The Welsh Government’s updated Coronavirus Control Plan sets out how and when Wales will move out of lockdown as restrictions are relaxed.

It also takes into account the risk of new, potentially vaccine-resistant variants of coronavirus being imported into Wales from people holidaying and travelling overseas.

But if there are strong signs of a growth in infections, it also sets out how the relaxations may need to be slowed, paused or reversed.

First Minister Mark Drakeford said: “The coronavirus pandemic has turned all our lives upside down.

“Over the last 12 months everyone in Wales has made sacrifices to help protect themselves and their families and help bring coronavirus under control.

“This is a cruel virus. Far too many families have lost loved ones and unfortunately we know that many more people will fall seriously ill and sadly will die before the pandemic is over.

“But the way people and communities have pulled together across Wales, and followed the rules, has undoubtedly saved many more lives.

“We are now entering a critical phase in the pandemic. We can see light at the end of the tunnel as we approach the end of a long and hard second wave, thanks to the amazing efforts of scientists and researchers across the world to develop effective vaccines.

“Our amazing vaccination programme has made vaccines available to people in the most at-risk groups at incredible speed.”

Mr Drakeford said the uncertainty and unpredictability of the Kent variant meant the Welsh Government was adopting a more cautious approach to coming out of lockdown.

From Monday the ban on shops currently open selling non-essential items will be lifted and garden centres will reopen.

On March 27 the stay local requirement will be lifted, which will move Wales from alert level four to alert level three.

Ahead of the Easter holidays, from March 27, self-contained accommodation will be allowed to resume business, libraries will reopen and organised outdoor children’s activities resume.

It is planned from April 12 there will be a full return to schools, colleges and other education, that all shops will reopen and close contact services will resume.

Mr Drakeford said: “Just as we are rolling out vaccination, we are facing a very different virus in Wales today. The highly-infectious Kent variant is now dominant in all parts of Wales.

“This means the protective behaviours we have all learned to adopt are even more important than ever – getting tested and isolating when we have symptoms, keeping our distance from others, not mixing indoors, avoiding crowds, washing our hands regularly and wearing face coverings.
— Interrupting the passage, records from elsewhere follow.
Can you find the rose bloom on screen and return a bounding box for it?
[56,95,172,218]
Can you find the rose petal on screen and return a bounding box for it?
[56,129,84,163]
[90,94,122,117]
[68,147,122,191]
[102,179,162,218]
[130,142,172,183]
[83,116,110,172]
“The pandemic is not over. Spring and summer give us hope of more freedom as rates of infection fall and more people are vaccinated.

“But we must be careful. We can’t rush the process of relaxing restrictions and risk a resurgence of the virus.”

The plan will be revisited after every eligible adult has been offered a vaccination, which is scheduled to be by the end of July.

Welsh Conservatives leader Andrew RT Davies said: “The Welsh Government have quietly published this document late on a Friday night clearly to avoid scrutiny.

“And I can understand why. This isn’t a road map out of lockdown to recovery that gives confidence to businesses and people across Wales.

“What the people of Wales need right now is a plan. That’s why we would have published a road map, with windows of opportunity, showing a clear path to the light at the end of the Covid tunnel.